- Outfielder
- Born: June 8, 1931 Flint, Michigan, U.S.
- Died: May 23, 2009 (aged 77) Flint, Michigan, U.S.
- Batted: RightThrew: Right

Teams
- Peoria Redwings (1951);

= Mary McCarty (baseball) =

American baseball player

Mary McCarty [Jennings] (June 8, 1931 – May 23, 2009) was a backup outfielder who played in the All-American Girls Professional Baseball League (AAGPBL). Listed at 5' 6", 180 lb., McCarty batted and threw right handed. She was dubbed Mick by her teammates.

Born in Flint, Michigan, Mary McCarty played three years of softball and one year of baseball before joining the league with the Peoria Redwings in its 1951 season.

In a 72-game career, McCarty posted a batting average of .169 (35-for-207) with 24 RBI and 20 runs scored, including six doubles, two triples, and nine stolen bases.

As a fielder, she hauled in 83 putouts with nine assists and turned four double plays, while committing nine errors in 101 total chances for a .922 fielding average.

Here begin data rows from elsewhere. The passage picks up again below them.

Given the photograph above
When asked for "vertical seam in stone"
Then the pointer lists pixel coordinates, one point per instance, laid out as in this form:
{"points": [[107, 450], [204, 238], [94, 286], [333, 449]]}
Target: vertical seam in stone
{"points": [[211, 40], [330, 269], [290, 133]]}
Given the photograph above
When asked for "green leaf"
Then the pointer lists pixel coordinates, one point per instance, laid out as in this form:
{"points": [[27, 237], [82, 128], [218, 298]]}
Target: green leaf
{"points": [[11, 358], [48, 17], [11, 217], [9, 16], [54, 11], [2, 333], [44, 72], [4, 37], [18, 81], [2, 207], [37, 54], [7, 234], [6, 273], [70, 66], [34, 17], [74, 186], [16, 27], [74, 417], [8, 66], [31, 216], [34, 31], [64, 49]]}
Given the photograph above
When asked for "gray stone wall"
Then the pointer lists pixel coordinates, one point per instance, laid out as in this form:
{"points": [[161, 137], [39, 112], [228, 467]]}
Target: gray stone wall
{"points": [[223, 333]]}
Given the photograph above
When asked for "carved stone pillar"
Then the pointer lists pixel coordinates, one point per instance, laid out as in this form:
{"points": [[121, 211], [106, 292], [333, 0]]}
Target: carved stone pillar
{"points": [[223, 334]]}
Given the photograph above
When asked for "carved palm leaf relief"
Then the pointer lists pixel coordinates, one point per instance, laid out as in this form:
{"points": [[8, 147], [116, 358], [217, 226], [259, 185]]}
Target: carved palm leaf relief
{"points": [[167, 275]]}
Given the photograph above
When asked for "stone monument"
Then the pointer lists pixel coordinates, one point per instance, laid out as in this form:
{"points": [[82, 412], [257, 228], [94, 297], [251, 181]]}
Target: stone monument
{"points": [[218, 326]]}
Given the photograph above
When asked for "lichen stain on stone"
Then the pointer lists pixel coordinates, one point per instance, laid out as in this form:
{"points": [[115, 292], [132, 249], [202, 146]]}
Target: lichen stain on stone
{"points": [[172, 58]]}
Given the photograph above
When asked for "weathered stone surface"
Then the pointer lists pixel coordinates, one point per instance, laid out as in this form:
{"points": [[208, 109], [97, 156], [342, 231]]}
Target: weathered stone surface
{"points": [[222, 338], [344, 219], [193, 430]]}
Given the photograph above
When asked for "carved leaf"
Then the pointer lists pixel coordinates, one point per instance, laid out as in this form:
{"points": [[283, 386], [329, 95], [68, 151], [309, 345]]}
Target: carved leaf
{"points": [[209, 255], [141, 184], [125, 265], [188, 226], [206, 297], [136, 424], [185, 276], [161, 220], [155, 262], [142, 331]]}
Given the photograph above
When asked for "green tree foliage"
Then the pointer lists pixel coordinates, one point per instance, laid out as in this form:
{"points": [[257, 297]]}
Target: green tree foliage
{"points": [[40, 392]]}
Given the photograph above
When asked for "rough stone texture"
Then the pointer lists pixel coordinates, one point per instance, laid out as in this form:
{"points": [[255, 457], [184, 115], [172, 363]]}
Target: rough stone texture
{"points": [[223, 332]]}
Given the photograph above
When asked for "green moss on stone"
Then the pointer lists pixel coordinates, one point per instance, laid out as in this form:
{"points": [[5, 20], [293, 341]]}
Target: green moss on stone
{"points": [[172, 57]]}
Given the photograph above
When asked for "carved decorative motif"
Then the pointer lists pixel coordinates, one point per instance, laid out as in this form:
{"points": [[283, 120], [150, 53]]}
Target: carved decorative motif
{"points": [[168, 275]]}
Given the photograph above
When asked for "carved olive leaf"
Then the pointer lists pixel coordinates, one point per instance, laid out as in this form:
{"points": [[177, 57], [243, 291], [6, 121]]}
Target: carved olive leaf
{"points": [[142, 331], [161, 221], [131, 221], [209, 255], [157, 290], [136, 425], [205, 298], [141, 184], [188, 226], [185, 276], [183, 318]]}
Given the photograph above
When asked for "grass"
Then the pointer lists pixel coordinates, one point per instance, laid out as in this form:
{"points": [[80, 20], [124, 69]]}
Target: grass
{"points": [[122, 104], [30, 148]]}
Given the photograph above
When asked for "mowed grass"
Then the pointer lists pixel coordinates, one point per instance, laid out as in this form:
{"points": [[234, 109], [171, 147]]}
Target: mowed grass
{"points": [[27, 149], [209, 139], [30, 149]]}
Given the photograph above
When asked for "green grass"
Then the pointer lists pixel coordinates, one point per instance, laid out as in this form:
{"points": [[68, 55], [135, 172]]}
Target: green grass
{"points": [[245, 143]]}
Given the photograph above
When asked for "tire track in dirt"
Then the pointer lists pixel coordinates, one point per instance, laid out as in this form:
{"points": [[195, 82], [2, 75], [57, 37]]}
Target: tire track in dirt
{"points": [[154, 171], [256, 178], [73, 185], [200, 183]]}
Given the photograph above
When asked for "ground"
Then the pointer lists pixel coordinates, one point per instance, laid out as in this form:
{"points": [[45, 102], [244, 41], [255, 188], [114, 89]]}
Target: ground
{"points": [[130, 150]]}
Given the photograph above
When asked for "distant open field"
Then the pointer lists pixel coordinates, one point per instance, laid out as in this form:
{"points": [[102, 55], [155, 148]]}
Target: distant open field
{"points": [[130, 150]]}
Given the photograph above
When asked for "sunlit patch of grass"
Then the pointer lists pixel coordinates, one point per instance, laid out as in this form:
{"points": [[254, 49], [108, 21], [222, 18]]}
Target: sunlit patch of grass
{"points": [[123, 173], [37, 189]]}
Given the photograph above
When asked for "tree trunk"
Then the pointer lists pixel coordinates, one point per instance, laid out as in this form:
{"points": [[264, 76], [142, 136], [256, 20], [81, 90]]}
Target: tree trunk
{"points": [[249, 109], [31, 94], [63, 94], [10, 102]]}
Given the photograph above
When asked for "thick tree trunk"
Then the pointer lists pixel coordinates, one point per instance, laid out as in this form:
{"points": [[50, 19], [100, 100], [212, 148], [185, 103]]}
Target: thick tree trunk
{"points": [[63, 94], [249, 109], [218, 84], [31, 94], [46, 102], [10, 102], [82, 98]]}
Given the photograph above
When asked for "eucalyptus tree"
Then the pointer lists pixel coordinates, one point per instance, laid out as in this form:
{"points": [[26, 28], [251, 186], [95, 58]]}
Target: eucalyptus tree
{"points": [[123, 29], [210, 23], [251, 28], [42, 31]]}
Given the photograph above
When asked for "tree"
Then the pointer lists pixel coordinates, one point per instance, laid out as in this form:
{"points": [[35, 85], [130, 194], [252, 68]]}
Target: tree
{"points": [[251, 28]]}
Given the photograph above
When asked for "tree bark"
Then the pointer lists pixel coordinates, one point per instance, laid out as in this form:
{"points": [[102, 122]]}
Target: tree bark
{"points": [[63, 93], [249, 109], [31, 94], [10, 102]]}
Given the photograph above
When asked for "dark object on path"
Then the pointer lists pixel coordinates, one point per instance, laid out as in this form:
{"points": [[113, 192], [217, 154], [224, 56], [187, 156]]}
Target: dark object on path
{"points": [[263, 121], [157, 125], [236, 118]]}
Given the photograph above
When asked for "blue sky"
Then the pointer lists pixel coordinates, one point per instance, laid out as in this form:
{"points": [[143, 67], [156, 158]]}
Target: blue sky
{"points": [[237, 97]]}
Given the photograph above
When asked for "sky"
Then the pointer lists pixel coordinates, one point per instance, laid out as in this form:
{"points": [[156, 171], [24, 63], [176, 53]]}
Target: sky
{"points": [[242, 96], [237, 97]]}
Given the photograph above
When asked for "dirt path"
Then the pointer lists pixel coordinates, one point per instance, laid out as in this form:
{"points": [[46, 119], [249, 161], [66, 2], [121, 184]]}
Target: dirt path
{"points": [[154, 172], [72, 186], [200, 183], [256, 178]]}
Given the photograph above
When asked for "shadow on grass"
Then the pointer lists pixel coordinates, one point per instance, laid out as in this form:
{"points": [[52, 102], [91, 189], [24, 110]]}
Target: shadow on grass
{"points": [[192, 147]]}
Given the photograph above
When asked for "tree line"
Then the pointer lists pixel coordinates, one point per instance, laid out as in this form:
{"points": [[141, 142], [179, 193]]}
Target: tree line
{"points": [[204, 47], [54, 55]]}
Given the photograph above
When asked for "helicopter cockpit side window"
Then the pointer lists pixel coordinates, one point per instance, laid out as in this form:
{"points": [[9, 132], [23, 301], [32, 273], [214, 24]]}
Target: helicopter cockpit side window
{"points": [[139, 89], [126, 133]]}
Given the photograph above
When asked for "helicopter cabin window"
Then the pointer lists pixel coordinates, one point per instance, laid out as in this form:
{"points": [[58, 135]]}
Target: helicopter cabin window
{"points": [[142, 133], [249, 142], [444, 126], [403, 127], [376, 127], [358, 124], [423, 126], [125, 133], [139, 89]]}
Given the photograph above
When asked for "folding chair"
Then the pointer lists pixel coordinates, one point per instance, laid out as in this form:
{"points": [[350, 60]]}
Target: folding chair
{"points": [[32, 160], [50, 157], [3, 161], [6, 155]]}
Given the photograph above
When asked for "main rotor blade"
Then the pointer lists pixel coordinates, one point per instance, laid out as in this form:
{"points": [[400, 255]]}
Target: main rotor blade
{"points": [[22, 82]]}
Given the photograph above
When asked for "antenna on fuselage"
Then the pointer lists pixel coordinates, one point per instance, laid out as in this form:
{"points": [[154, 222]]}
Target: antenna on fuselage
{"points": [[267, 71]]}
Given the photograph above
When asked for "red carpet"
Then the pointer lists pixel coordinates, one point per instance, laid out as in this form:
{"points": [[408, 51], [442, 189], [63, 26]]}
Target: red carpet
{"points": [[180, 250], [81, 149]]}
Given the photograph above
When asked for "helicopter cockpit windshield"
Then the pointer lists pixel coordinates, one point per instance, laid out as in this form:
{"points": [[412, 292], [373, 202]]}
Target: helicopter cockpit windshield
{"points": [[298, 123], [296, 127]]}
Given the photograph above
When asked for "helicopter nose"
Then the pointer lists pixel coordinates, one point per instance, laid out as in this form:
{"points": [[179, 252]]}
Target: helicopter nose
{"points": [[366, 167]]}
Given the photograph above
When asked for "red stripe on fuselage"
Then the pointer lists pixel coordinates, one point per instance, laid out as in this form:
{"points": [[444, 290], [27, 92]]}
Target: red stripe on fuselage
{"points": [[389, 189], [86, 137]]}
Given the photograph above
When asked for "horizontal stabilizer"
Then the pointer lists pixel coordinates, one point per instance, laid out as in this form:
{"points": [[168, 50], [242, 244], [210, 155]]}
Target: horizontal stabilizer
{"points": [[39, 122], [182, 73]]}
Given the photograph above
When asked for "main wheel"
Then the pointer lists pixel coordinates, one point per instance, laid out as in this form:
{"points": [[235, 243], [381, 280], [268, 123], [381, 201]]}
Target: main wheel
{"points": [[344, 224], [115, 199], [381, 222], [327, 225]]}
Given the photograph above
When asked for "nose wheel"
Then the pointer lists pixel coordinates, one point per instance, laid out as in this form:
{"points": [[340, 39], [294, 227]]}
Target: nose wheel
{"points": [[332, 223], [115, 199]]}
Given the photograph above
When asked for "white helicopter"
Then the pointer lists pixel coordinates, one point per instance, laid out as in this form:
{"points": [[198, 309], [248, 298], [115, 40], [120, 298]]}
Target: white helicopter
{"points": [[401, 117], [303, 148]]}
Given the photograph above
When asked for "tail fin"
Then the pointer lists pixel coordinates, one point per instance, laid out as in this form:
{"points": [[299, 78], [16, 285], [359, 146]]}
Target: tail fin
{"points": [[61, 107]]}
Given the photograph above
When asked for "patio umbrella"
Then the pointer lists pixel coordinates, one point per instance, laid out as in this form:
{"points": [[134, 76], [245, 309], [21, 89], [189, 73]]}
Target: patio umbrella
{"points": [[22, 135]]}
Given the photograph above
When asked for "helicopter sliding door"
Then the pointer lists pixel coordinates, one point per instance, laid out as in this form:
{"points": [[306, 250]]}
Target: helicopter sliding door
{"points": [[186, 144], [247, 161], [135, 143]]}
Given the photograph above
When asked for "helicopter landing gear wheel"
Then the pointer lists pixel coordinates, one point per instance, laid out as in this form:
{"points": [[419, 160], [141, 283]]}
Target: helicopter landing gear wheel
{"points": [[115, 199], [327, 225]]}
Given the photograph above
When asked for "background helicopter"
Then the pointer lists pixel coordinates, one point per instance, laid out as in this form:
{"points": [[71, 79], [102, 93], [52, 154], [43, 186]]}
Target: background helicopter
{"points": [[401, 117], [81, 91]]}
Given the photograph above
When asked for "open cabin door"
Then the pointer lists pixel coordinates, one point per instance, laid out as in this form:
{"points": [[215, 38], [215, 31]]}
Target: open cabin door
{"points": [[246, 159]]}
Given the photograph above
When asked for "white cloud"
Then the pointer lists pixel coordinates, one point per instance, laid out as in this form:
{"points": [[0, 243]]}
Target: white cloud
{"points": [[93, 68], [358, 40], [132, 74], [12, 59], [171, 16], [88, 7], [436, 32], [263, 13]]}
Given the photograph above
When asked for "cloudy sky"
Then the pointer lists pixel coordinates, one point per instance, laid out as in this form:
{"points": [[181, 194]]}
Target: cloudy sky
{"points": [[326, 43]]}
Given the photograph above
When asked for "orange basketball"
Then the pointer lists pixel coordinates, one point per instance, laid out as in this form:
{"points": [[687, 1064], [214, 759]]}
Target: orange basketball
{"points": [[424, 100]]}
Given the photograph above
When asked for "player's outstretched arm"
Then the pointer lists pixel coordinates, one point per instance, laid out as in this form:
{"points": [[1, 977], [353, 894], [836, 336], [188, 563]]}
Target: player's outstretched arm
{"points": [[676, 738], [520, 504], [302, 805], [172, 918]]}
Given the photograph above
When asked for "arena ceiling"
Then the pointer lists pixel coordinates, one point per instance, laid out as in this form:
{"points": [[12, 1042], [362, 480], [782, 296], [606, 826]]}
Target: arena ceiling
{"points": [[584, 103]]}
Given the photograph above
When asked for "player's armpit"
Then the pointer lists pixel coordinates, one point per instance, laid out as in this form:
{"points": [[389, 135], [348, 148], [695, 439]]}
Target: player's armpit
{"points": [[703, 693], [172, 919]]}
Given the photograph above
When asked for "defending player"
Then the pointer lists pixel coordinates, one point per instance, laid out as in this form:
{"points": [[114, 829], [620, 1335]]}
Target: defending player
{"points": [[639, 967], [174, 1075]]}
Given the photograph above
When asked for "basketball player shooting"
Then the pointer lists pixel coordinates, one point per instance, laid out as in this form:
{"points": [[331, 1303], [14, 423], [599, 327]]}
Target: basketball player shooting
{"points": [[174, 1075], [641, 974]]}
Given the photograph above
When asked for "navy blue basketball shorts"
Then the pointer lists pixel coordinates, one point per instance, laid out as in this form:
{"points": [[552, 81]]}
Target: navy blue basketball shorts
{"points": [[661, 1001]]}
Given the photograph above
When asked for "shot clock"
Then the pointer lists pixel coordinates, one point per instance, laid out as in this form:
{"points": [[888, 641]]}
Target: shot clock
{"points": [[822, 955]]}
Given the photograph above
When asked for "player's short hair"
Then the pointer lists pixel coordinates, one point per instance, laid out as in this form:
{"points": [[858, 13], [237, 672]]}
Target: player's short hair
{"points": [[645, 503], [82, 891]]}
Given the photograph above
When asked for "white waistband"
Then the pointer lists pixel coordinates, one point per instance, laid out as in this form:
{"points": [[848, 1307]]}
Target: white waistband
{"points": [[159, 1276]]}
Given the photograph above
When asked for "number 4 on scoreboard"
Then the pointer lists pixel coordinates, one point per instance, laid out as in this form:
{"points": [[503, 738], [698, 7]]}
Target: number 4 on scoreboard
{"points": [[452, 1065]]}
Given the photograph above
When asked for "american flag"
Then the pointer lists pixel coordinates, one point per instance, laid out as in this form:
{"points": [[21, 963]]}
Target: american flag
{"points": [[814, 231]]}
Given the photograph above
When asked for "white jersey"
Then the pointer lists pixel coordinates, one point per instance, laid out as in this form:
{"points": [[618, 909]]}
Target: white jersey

The All-American Girls Professional Baseball League folded in 1954, but there is now a permanent display at the Baseball Hall of Fame and Museum at Cooperstown, New York, since November 5, 1988, that honors those who were part of the league. Mary, along with the rest of the girls and the league staff, is included at the display/exhibit.